I have a bad feeling about what the proliferation of cheap and nasty Android tablets will do to the public's perception of the Android OS as a whole.
Take a look at this PC Pro review of the $160 Next 7-inch media tablet. If you're short of time with Thanksgiving coming and all that, I'll just cut straight to the verdict:
So what's wrong with this tablet? Well, basically the 300MHz processor and 128MB of RAM just scream that it's a cellphone with a large screen. It's cheap junk produced with one goal in mind - suckering people into buying something that vaguely looks like an iPad, only built so cheap as to be utterly useless.
If this were the only cheap and nasty Android tablet out there, I wouldn't be worried. But it's not. In fact, we're already hip-deep in mass-produced misery. Our very own Jason Perlow got burned by a $99 Android tablet that he picked up from Walgreens.

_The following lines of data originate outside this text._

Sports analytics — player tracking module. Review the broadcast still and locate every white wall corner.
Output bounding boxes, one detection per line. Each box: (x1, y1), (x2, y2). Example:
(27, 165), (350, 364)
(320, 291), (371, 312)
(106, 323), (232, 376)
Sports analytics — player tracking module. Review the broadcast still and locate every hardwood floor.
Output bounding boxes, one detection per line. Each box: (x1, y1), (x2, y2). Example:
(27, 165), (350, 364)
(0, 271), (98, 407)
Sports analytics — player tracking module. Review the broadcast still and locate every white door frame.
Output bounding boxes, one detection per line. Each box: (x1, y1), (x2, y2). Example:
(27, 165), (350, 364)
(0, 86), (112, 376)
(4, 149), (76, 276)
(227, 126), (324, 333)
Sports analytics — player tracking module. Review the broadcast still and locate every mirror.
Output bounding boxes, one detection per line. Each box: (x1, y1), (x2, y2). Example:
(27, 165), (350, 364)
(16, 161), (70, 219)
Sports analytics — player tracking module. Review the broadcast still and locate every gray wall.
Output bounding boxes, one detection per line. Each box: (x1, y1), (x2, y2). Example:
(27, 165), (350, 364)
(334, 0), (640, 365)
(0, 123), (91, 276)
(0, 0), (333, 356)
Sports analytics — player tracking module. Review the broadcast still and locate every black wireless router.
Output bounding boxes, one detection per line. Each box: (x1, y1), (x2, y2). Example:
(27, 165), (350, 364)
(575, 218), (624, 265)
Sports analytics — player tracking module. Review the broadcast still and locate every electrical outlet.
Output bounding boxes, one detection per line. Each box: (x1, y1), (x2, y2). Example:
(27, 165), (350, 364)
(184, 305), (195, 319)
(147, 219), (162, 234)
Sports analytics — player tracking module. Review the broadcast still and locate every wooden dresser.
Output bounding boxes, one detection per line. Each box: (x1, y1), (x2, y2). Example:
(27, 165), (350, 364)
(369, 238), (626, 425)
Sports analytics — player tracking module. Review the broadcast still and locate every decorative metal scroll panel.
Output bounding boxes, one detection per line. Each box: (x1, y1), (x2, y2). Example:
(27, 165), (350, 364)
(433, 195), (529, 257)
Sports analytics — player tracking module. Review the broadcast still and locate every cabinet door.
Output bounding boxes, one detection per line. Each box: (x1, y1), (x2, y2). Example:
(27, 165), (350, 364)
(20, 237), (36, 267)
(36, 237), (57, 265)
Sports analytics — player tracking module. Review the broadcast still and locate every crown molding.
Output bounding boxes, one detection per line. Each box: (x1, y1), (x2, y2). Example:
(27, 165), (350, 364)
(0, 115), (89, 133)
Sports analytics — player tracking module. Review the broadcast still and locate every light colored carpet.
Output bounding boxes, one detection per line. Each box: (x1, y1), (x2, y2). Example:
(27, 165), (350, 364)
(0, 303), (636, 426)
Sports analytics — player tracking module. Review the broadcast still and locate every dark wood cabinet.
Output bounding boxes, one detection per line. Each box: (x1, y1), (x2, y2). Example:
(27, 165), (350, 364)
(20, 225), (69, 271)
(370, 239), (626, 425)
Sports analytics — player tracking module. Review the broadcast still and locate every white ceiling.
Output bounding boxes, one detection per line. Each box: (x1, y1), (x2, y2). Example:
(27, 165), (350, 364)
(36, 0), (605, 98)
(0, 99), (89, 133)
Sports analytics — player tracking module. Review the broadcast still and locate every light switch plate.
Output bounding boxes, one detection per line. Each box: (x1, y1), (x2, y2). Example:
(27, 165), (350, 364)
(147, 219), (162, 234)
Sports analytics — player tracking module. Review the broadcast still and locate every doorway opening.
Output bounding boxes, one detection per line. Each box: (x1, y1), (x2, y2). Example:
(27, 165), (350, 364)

And this abomination had a 533MHz CPU and 256MB of RAM, double what the Next tablet has, and Perlow still branded this device as an "awful piece of junk."
Cheap junk is still junk.
I'd really hate for these tablets to be the first contact that the public has with the Android OS. Sure, Android has failings (what OS doesn't ...) but there failings here aren't related to the OS but to the implementation of the OS. It's down to companies relying on there being an ample supply of suckers out there who will be blinded by the price and put the failings of the device down to their incompetence or ineptitude, rather than that of the manufacturer.
Not only is there a risk that the proliferation of cheap tat will harm Android, there's a real risk that it will harm the tablet market as a whole. Don't believe me? Look at how Windows Vista was trashed based on issues that were mostly fixed by the time Service Pack 1 was released.
I worry about Android. I worry because the 'open' nature of the platform (and 'open source' being only one facet of that) is being used and abused by unscrupulous manufacturers. The Android name is being trashed by association.
Is there a solution? I don't know. Google could fork Android in the way that Chrome and Chromium are separate entities, allowing for a Google-approved Android and a separate codebase for those wanting to tinker (as suggested by Paul Ockenden in the comments in the PC Pro review). If nothing else, this would protect the Android brand.